LA TREMENDA CORTE
El compromiso de los Bush con la mafia miamense es evidentemente algo serio. Así lo prueba la reciente designación de Raoul Cantero, nieto del ex dictador cubano Fulgencio Batista, como juez de la Corte Suprema del estado de la Florida.
La determinación tomada por Jeb Bush, hermano menor del presidente y gobernador de ese estado, recuerda que mister W. le debe a la pandilla cubanoamericana su ascenso al poder de la Casa Blanca —fue en Florida donde, entre otros manejos “democráticos”, se “confundieron” los electores en los pasados comicios presidenciales— y además reafirma las pretensiones de su hermanito de salir reelecto en los próximos comicios estatales.

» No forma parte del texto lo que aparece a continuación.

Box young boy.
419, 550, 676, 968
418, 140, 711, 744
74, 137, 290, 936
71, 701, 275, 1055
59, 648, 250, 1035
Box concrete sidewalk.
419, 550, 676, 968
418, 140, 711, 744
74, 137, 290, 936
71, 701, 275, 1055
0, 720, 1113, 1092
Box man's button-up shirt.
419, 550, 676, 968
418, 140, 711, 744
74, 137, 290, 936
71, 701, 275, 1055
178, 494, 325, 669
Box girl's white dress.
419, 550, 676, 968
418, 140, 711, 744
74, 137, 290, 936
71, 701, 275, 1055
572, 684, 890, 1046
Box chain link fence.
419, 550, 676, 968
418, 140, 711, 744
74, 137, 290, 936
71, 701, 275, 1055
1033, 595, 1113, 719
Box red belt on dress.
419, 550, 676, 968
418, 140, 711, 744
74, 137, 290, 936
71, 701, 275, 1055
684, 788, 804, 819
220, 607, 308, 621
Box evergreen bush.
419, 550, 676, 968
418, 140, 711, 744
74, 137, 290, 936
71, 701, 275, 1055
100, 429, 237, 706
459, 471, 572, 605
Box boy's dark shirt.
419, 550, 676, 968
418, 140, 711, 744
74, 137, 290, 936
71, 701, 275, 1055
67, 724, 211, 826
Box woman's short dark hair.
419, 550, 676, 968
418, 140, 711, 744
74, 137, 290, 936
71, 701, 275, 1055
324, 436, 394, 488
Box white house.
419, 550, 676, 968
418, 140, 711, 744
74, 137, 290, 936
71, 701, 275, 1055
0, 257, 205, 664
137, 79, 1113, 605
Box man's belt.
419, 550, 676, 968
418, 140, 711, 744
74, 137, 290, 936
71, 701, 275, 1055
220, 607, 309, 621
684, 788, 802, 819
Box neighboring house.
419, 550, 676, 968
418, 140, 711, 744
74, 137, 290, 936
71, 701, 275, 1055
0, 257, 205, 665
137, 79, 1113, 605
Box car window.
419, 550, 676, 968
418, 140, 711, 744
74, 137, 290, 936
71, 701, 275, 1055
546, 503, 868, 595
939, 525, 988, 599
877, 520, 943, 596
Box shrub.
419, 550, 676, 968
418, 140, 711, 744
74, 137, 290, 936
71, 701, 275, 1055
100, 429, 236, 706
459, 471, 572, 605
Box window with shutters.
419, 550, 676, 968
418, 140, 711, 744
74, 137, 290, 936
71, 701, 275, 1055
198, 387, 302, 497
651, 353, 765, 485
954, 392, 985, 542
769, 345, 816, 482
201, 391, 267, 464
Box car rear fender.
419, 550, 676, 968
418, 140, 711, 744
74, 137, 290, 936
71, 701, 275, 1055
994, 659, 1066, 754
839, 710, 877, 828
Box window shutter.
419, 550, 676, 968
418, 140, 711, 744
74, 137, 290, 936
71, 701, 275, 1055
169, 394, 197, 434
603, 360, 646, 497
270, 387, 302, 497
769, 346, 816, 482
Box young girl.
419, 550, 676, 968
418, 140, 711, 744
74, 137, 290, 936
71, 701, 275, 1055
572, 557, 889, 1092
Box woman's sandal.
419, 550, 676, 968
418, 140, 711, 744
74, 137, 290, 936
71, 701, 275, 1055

La designación, que una vez más ha puesto en entredicho la honestidad de la administración (sobre todo en lo que respecta a su guerra sin cuartel contra el terrorismo), ha resultado controvertida hasta en el propio Miami.
Cantero se vio obligado a declarar en su defensa que su vida nada tenía que ver con los crímenes y las torturas perpretadas en la Isla durante la dictadura de su abuelo (1952/1959).
No obstante, el principal cargo en su contra es haber defendido a Orlando Bosch, un terrorista implicado en la voladura en el aire de un avión de Cubana de Aviación en 1976.
Respecto a esto último, el hermano menor del presidente que en nombre de la lucha contra el terrorismo ha decretado el encarcelamiento sin derechos legales para miles de presuntos terroristas, alegó —no se sabe muy bien si a favor de Bosch o del letrado—: "Todo el mundo tiene derecho a un abogado”.